[image from boxesandarrows]
You hear a lot about networks these days. In nonprofit jargon no one even wants to be an organization anymore, everyone wants to be a network. I've been thinking on a smaller scale of how networks might matter to philanthropy and funders and do-ers.
Assuming we value networks because they facilitate useful connections, improve information flow, influence better ideas, distribute work, disseminate excellence, and help distill any wisdom that might exist in a crowd than let us leave aside the rhetoric for a moment and look at networks as a measure of an organization's likelihood for success.
- First, we have network measures - resilience, connectivity, diversity, centrality, even really cool sounding things like the Shimbel Index.
- Second, grantmakers routinely collect information on the people in an organization (leadership, management, board) but don't do much with that information. If diversity of organizational leadership matters, doesn't it follow that the diversity of organizational networks also matters? Funders could map the networks that individuals associated with an organization represent - to other organizations and sectors - and develop some guidelines/categories that would help assess whether the organization was well connected to those it needed to be or was isolated. These cluster nicely and can be given fun names like "kevinbacon" or "singleton." Then they could factor this information into grant decisions.

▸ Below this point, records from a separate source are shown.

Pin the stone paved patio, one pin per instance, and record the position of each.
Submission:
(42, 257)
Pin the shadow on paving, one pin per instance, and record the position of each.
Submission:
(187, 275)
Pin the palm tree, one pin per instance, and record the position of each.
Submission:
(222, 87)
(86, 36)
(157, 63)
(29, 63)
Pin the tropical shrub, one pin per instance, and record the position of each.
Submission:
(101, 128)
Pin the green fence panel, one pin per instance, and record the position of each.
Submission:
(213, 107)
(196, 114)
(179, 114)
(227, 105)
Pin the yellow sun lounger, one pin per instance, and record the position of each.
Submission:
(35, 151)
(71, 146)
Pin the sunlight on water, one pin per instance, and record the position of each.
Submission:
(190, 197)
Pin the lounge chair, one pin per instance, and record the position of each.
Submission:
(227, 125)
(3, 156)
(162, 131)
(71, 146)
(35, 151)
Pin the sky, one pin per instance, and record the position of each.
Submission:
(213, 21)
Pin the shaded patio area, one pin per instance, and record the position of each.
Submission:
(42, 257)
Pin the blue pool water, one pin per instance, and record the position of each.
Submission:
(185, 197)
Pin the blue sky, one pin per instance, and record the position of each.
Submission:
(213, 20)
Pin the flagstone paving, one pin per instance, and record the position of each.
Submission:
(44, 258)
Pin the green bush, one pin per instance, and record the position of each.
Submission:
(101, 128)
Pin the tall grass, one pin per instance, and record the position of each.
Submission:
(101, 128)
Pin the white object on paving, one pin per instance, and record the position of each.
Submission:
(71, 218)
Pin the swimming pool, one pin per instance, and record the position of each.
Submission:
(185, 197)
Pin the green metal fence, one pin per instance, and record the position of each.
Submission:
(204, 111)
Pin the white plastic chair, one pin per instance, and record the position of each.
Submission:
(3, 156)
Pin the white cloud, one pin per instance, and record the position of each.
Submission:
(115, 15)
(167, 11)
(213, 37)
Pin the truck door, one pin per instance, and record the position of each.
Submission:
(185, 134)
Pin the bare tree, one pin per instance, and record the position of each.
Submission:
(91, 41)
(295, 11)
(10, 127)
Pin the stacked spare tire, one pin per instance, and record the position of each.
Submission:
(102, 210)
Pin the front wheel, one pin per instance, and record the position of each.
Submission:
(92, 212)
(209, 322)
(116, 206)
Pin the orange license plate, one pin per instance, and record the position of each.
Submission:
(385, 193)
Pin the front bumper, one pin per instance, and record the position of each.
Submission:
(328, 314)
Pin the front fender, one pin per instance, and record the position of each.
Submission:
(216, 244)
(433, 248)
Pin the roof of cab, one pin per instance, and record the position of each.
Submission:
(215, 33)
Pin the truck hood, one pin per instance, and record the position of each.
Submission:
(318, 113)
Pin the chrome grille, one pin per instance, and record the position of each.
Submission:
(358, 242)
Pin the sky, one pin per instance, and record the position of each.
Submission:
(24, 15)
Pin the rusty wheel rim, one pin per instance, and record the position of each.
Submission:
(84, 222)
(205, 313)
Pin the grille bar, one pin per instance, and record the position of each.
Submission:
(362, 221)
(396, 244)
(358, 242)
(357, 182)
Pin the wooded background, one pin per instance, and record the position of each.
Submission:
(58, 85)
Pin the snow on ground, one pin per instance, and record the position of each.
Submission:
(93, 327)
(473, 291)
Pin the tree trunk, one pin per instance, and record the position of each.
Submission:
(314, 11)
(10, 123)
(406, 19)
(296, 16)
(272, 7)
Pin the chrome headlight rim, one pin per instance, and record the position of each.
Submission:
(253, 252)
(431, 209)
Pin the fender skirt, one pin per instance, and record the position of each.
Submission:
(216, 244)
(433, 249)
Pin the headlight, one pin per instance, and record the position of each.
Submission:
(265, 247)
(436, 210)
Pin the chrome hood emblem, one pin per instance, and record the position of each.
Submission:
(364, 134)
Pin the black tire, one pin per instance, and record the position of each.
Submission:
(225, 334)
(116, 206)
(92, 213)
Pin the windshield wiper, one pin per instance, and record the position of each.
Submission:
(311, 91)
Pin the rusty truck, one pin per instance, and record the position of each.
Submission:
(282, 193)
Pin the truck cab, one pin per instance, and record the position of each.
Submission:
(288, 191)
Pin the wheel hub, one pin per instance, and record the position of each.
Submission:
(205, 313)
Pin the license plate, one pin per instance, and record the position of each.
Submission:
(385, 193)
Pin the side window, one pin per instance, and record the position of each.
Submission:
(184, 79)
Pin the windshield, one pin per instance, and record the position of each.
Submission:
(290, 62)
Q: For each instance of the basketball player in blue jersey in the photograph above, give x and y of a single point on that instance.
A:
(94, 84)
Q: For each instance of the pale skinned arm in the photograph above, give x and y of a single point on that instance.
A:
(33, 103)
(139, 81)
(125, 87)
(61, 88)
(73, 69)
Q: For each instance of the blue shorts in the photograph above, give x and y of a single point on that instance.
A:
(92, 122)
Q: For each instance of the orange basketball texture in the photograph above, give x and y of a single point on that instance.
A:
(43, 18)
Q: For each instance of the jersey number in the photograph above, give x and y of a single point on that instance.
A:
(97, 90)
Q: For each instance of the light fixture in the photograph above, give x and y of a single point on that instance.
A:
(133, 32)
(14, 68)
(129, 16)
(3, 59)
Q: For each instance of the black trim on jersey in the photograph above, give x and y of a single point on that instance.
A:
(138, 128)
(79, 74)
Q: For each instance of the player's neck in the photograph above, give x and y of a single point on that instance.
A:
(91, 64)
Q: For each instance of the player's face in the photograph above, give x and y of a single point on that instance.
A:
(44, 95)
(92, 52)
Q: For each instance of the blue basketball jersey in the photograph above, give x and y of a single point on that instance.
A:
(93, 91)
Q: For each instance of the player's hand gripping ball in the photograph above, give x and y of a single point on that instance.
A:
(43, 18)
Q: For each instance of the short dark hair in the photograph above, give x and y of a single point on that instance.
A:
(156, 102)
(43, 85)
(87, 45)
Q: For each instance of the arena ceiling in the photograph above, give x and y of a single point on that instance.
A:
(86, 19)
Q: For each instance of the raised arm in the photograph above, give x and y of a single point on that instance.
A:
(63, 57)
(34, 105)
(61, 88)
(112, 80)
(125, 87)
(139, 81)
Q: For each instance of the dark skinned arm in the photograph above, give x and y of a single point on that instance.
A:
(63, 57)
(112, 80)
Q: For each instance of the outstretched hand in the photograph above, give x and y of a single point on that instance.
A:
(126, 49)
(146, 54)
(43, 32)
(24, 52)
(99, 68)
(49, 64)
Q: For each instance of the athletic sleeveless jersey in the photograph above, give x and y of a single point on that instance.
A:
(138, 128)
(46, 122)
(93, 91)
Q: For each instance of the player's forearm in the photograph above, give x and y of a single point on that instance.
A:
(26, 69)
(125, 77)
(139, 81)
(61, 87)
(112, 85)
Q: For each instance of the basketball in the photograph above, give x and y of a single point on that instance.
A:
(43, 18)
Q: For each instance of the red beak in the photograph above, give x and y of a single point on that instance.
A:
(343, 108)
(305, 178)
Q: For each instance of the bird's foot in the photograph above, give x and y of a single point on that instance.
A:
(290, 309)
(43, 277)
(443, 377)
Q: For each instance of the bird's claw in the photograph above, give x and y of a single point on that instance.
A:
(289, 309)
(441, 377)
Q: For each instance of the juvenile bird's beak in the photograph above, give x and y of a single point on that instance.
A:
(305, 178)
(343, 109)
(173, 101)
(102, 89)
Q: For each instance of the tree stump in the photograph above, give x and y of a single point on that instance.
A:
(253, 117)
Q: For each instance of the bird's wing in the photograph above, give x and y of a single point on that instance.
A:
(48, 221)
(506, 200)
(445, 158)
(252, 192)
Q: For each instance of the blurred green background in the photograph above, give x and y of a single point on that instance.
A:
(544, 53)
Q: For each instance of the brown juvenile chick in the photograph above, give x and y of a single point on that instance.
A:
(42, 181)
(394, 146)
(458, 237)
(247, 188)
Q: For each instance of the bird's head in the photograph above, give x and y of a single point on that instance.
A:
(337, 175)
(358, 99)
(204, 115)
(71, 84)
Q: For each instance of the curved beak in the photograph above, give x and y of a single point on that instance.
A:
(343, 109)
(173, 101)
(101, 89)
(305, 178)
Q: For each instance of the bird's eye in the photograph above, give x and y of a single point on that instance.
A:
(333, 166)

- Third, foundation program manager could factor this networked-ness into their portfolios - it is possibly as useful as "calculations" about risk and it is more consistently measurable.
- Finally, networks measures can be considered over time - how do they change? which changes matter? Which networks helped the organization succeed? Which connections actually amplified the work?
OK, so I'm down in the weeds a bit today, but given the few comparable measures we have, maybe this is one that offers two of those rare attributes - it can be assessed and it matters.
Note to self...have I noted network as a buzzword yet?